Wicked Saints Emily Duncan

Wicked Saints by Emily Duncan – Somehow I was lucky enough to be approved for an ARC on this one (St. Martin’s Press has always been kind to me).  To be honest, early reviews have me a little nervous, but with a title like: Wicked Saints and a series called: Something Dark and Holy… what’s not to love?! (Please be good.)

City of Stairs Robert Jackson Bennett

City of Stairs by Robert Jackson Bennett – The number of books this man has on my TBR list is seriously out of control.  Everything he puts out I feel like I need to read and I’ve yet to actually read any of them.  Worse still- the omnibus for The Divine Cities was on sale for $2.99 a couple months back (a steal) so I own all three and still haven’t read them.  Spring 2019, it is time.

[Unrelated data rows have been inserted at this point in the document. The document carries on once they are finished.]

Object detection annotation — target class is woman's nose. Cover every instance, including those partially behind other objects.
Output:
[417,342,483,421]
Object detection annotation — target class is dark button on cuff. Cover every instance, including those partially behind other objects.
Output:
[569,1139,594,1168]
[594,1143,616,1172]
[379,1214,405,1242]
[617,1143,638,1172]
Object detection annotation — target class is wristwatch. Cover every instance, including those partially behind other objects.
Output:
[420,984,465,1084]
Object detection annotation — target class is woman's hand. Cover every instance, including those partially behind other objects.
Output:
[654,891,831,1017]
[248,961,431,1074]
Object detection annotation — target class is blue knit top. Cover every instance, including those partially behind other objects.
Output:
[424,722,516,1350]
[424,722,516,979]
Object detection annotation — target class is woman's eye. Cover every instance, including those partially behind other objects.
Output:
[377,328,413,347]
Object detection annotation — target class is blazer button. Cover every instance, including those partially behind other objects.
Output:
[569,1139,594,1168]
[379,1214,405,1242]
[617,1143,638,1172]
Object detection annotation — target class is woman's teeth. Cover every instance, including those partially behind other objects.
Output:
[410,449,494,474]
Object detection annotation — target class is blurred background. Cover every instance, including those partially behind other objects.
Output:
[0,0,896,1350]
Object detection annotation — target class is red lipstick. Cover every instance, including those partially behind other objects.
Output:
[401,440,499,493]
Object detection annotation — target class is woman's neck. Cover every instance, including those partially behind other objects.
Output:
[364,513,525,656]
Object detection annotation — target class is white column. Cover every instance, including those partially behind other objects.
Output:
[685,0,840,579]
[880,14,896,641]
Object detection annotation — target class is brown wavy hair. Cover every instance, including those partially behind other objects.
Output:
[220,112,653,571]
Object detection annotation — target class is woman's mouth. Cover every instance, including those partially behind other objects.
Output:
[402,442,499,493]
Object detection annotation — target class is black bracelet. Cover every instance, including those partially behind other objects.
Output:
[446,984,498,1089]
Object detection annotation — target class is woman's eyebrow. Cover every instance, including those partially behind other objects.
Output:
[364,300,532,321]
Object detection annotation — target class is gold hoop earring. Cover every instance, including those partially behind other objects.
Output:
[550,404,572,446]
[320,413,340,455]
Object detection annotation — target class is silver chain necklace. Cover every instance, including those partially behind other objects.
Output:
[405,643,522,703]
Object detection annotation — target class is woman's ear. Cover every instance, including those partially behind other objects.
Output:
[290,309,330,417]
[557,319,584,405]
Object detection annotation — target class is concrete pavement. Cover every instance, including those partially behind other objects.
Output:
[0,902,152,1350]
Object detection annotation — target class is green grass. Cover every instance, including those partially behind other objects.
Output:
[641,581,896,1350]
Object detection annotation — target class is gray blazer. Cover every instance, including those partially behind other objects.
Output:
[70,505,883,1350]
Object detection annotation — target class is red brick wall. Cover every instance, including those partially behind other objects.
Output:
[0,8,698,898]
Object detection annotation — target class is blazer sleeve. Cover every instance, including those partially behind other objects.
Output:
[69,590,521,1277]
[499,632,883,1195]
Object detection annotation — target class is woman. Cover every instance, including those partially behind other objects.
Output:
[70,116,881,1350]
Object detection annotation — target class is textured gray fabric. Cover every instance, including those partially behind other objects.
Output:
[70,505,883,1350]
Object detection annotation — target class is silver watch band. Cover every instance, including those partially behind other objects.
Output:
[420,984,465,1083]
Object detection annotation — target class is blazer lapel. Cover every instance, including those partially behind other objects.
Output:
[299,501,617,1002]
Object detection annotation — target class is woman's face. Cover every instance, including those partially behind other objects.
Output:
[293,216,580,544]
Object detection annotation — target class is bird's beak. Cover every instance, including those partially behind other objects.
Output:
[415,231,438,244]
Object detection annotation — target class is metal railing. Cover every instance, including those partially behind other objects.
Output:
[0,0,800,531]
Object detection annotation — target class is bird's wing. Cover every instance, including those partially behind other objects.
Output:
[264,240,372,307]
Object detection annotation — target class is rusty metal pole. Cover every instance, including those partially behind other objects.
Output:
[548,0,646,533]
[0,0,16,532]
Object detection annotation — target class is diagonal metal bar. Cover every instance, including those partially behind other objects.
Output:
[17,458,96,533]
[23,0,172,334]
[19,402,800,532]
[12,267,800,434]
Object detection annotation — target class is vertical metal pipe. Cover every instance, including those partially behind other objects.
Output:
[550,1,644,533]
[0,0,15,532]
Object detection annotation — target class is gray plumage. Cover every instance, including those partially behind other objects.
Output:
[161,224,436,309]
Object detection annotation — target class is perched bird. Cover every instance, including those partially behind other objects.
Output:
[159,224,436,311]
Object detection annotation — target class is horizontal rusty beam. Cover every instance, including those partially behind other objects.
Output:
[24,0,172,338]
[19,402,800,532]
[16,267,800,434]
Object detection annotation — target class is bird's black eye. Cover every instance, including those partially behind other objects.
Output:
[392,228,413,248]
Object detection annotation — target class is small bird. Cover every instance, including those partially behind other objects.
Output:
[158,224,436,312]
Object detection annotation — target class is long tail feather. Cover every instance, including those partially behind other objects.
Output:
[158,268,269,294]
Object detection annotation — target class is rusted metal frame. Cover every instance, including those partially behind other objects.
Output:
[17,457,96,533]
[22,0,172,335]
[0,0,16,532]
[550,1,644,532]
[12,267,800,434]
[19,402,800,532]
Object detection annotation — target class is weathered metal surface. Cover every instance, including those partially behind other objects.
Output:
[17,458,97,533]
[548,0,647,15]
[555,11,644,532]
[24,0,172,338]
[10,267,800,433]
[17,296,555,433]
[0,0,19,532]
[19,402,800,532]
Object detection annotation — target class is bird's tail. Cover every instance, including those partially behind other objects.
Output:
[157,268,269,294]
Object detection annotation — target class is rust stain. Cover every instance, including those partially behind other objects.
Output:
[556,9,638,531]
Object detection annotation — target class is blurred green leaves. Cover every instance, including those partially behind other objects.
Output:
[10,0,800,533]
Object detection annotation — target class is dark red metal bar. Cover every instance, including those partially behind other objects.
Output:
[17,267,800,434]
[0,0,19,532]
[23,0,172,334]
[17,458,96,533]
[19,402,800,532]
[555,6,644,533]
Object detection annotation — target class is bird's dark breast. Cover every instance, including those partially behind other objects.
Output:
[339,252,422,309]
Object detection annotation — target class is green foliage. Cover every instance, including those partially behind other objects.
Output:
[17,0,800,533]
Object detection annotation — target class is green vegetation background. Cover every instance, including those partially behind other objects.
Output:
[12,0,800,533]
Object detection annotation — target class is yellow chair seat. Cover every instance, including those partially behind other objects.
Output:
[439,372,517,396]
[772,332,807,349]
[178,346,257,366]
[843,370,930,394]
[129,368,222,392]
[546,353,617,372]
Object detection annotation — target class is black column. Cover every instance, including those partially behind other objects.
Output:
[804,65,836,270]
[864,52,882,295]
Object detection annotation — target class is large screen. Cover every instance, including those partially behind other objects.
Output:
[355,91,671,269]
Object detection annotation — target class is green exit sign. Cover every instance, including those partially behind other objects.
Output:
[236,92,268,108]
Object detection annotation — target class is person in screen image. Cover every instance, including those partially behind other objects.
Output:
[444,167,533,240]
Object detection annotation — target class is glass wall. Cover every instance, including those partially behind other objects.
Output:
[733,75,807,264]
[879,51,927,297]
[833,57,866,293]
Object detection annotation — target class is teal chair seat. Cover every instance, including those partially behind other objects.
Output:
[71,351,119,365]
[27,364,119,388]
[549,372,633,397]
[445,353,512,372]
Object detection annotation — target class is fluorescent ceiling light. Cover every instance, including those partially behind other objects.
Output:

The Stand by Stephen King – I have to work really hard not to read Stephen King all the time.  Even on his worst days, he still offers me more than a lot of what I feel like I’ve been reading lately.  And I still have SO MANY of his books on my TBR.  Lately I’ve been wanting to read the stand, because I feel like it will be epic on the scale of Under the Dome.  (At least that’s what I’m hoping for.  Please don’t let me down.)

Witchmark C.L. Polk

Witchmark by C.L. Polk – I realize this is a bizarre follow up to The Stand, but reading The Wolf in the Whale last month, I was reminded that romance really is a favorite genre of mine, when it’s done well.  So I suppose it’s not a coincidence that both Time Was and Witchmark landed on my Spring TBR.  It’s nominated for the Lambda award and seems to have great reviews so I’m very excited for it.

That’s it!  I probably will end up reading ten totally different things, but I’m hopeful I’ll at least make it through the six buddy reads I have planned.  What about you?  What’s on your Spring TBR?